最内を進むロブロイにその一瞬は突如訪れた。加速し、満を持して直線を向こうとしたその時、その先に取るべき進路は既になかった。前を走るコスモバルク、タップダンスシチーと縦に動きが重なってしまった。コンマ何秒を要したか?・・・名手デザーモの躊躇。進路を外へと転換させ、再加速した時には既に勝ち馬の影はロブロイを完全に捕らえていた。それは暑さに強い夏型の坂路調教馬の影であった。
凄まじい勢いの前にロブロイは完全に屈した。さらに後ろからも差し込まれた。敗因は”展開”という勝負のアヤだけではない。名トレーナーが自信を持って送り出したプライドさえも覆す「調整不十分」という事ではなかったのか?異変は既にパドックから始まっていた。気合ではなく必要以上の「気負い」を感じさせた。あれほどに静の姿勢を貫いていたあのロブロイが?・・・。
ロブロイにとって、タップダンスシチーに勝つことは、必ずしもレースでの勝利では無かったはずだ。そこがレースでのマークと、取るべき判断の難しさなのであろう。つまり、ロブロイ、タップ双方が共にお互いを意識するあまり、お互いが自ら動かざるおえなかったのだ。そこに完調にないロブロイのデキと、コスモバルクとの力みの併走を呼び込んだタップという負けの構図が待ち受けていた。
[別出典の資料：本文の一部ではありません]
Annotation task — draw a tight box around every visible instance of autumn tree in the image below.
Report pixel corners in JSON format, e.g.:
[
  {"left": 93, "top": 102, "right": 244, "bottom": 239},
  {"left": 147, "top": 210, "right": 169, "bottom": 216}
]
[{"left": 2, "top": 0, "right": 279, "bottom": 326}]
不運は重なるものだ。レース展開というものの中には常に不運は見え隠れしている。今回の宝塚記念のキーワードは誰もが「展開」というものを意識していたはずである。俗に言う「展開」という言葉の中にはさまざまな不確定要素が潜んでいる。展開は必ず何かしらの不運を呼び込み勝者と敗者とを分けてしまうものだ。その結果に驚かされる様なレースでは必ずといっていいほどに「展開」は絡んでいる。予想者にとって展開を読む事は極端に難しい事だが、予想者の馬券での勝敗を分けているのも実は、ある程度展開を読めるかどうかのセンスではなかろうか?
最後に個人的主観で言わせてもらうと、ゼンノロブロイの強さは計り知れないものがあると確信している。。そもそもタップダンスシチーと比較する次元の馬ではない。このリベンジは8月のイギリスで。そして日本で待ち受けるデイープインパクトとの直接対決が今から待ち遠しい。